The European Commission and the UK Government must seek to improve the speed of reaction to incidents such as the two adverse ones that were picked up outside the EU and I will be interested to hear the Minister’s suggestions about how that can be achieved. I believe there is general agreement between the Committee and the Government on the broad principles of the system and what needs to be changed. I hope hon. Members will agree that our inquiry shed some light on important issues affecting UK patient safety.

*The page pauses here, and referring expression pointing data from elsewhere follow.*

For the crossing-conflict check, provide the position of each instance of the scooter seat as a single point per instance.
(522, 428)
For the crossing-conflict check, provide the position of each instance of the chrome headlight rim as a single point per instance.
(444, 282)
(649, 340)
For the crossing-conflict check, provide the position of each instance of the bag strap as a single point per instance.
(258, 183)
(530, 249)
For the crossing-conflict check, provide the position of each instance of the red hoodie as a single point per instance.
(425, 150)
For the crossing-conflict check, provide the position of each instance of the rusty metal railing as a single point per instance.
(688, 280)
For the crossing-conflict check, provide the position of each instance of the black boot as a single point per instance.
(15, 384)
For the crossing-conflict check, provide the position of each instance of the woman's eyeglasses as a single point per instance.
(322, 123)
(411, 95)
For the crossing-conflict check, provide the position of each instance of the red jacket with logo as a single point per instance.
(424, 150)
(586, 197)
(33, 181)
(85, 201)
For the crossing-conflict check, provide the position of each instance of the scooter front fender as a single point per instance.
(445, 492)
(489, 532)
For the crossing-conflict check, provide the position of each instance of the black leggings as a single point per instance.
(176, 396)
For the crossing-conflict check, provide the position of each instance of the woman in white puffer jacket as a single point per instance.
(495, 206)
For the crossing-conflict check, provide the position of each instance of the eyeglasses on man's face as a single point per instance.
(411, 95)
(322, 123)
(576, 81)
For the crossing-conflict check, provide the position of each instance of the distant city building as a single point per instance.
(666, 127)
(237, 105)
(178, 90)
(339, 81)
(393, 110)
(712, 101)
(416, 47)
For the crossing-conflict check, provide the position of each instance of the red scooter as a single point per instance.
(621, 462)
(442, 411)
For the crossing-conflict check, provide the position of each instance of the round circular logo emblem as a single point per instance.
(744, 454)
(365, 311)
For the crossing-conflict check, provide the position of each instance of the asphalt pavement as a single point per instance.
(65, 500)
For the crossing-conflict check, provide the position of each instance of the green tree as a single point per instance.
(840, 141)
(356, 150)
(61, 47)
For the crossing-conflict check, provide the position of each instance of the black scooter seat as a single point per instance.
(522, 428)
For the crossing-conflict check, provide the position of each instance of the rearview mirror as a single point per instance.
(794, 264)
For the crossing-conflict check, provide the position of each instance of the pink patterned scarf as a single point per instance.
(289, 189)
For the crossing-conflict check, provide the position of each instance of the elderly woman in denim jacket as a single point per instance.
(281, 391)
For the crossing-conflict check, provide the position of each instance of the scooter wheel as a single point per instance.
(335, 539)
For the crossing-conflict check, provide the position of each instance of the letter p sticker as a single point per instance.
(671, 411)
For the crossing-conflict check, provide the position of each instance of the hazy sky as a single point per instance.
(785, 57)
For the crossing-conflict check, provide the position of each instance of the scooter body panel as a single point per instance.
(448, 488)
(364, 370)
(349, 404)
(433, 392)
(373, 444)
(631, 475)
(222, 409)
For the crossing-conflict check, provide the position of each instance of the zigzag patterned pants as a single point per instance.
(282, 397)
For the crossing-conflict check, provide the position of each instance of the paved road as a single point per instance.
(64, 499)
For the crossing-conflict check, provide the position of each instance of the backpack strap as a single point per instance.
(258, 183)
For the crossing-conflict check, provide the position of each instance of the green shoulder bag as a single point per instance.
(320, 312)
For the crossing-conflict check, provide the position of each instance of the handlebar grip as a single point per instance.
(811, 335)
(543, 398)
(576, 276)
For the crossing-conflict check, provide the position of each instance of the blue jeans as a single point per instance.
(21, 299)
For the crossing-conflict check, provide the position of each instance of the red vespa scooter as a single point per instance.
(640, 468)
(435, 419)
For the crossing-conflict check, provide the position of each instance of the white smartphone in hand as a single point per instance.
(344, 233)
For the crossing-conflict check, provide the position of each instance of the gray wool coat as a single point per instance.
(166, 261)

In conclusion, I will sum up our inquiry on the regulation of medical implants in the EU and the UK as a call for two things: better use of evidence in implant approvals and more transparency throughout the system. I hope we can find a way forward.
Stephen Mosley
The hon. Gentleman has gone through almost the entire checklist of points that I wanted to make. However, one aspect that he has not covered yet is self-reporting by patients. We heard examples in Committee and we suggested that it would be good practice if patients self-reported, which might allow problems to be picked up earlier than they are through the formal channels. Does the hon. Gentleman have any comments on self-reporting?
Andrew Miller
I have some ideas about how that can be developed. That angle, although not central to the inquiry, is important for the development of a registry. I gave an example of people being invited to opt out of a registry before anything else is put to them. What needs to be explained to them are the health benefits of working in a more collegiate way and sharing data, and they should be encouraged both for their personal health and for broader societal benefit to self-report. That is a hugely important area that we need to develop through better engagement between clinician and patient at the point when the procedure is about to start.
This is a complex subject and I do not envy the Minister his task in negotiating on it. Unfortunately, some regulators have demonstrably not maintained the standards that occur in most of the 27 countries, but in the interests of patient safety and the advancement of medical science it is vital that we work together and solve the problems that the report has highlighted.